Era stato l'ex premier, nel corso del suo esecutivo, a tracciare la strada sui compiti e il ruolo che deve avere la magistratura contabile vigilando sul Next generation Eu. Trovando un equilibrio tra lotta alla corruzione e il rischio di "sciopero della firma"

A leggere la nota di Palazzo Chigi si direbbe che abbia trovato una composizione la controversia riguardante i poteri di controllo della Corte dei Conti  sul Pnrr.  Ci sono stati comunque il tempo e l’occasione per accusare il governo di voler prevaricare (“Meloni come Orban”) le funzioni della magistratura contabile che stava vigilando sulle inadempienze del governo. Galeotto era stato l’emendamento al decreto Pubblica amministrazione che aboliva il controllo concomitante della Corte e prorogava di un anno il cosiddetto scudo erariale che limita la responsabilità contabile di amministratori e dipendenti pubblici ai casi di dolo e colpa grave, allo scopo di scoraggiare lo “sciopero della firma”. Purtroppo le forze politiche soffrono di gravi amnesie quando conviene. 

 

Non è trascorso molto tempo da quando Mario Draghi – pochi giorni dopo che il Parlamento aveva votato la fiducia al suo governo – si presentò all’inaugurazione dell’anno giudiziario della Corte dei Conti e nel suo intervento fu molto chiaro a proposito dei compiti e del ruolo della magistratura contabile sul Pnrr. Dopo aver ricordato l’eccezionale importanza del Next Generation Eu, il premier affrontò  il tema cruciale in quella sede: “Il controllo della Corte nel validare queste scelte diviene quindi parte del processo con cui noi parteciperemo al processo di costruzione di un’Europa più responsabile ma anche più solidale. Due sono le parole chiave di questa relazione: fiducia e responsabilità. Fiducia tra istituzioni e persone che le compongono, responsabilità nei confronti dei cittadini. E’ necessario sempre trovare un punto di equilibrio tra fiducia e responsabilità: una ricerca non semplice, ma necessaria. Occorre, infatti, evitare – proseguì Draghi –  gli effetti paralizzanti di quella che viene chiamata la ‘fuga dalla firma’, ma anche regimi di irresponsabilità a fronte degli illeciti più gravi per l’erario. Tenendo conto peraltro che, negli ultimi anni, il quadro legislativo che disciplina l’azione dei funzionari pubblici si è ‘arricchito’ di norme complesse, incomplete e contraddittorie e di ulteriori responsabilità anche penali.

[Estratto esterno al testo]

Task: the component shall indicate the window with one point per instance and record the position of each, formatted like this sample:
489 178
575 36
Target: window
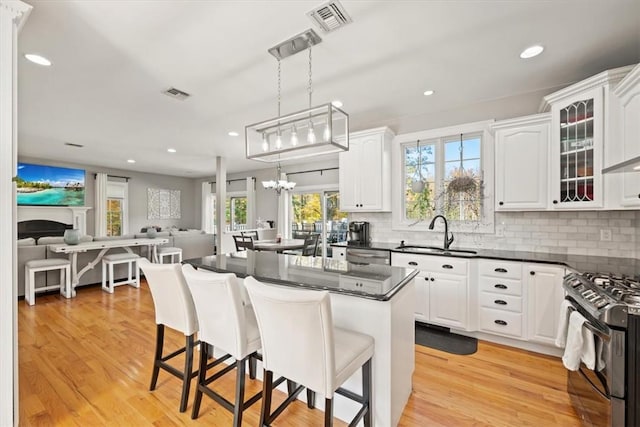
318 211
117 208
444 172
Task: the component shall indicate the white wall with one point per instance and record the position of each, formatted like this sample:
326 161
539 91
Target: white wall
138 185
576 233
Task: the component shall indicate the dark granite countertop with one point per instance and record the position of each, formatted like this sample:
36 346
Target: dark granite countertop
579 263
372 281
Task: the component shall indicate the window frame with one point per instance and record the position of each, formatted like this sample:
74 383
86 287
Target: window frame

Tutto ciò ha finito  – ricordò – per scaricare sui funzionari pubblici responsabilità sproporzionate che sono la risultante di colpe e difetti a monte e di carattere ordinamentale; con pesanti ripercussioni concrete, che hanno talvolta pregiudicato l’efficacia dei procedimenti di affidamento e realizzazione di opere pubbliche e investimenti privati, molti dei quali di rilevanza strategica’’. Poi Draghi aggiunse: “Ora bisogna andare oltre le schermaglie normative, verificando gli effetti delle nuove disposizioni, ma soprattutto lavorando per costruire un solido rapporto di collaborazione tra pubblici funzionari e Corte dei conti’’. 

 

Questi propositi trovarono poi una conferma nel testo del Pnrr. Sotto il titolo “Abrogazione e revisione di norme che alimentano la corruzione’’ venne  scritto:  “La corruzione può trovare alimento nell’eccesso e nella complicazione delle leggi. La semplificazione normativa, dunque, è in via generale un rimedio efficace per evitare la moltiplicazione di fenomeni corruttivi”.  “Vi sono, in particolare, alcune norme di legge che possono favorire più di altre la corruzione. Si rende, dunque, necessario individuare prioritariamente alcune di queste norme e procedere alla loro abrogazione o revisione. Ad esempio – proseguiva il documento – vanno riviste e razionalizzate le norme sui controlli pubblici di attività private, come le ispezioni, che da antidoti alla corruzione sono divenute spesso occasione di corruzione. E’ necessario eliminare le duplicazioni e le interferenze tra le diverse tipologie di ispezioni’’. Si arrivava poi al sancta sanctorum della legge Severino, il vero scivolone populista del governo Monti: “Occorre semplificare le norme della legge n. 190/2012 sulla prevenzione e la repressione della corruzione e dell’illegalità nella pubblica amministrazione. Al tempo stesso, occorre evitare che alcune norme nate per contrastare la corruzione – come le disposizioni  sulla trasparenza –  impongano alle amministrazioni pubbliche e ai soggetti privati di rilevanza pubblica oneri e adempimenti troppo pesanti”. Ipse dixit.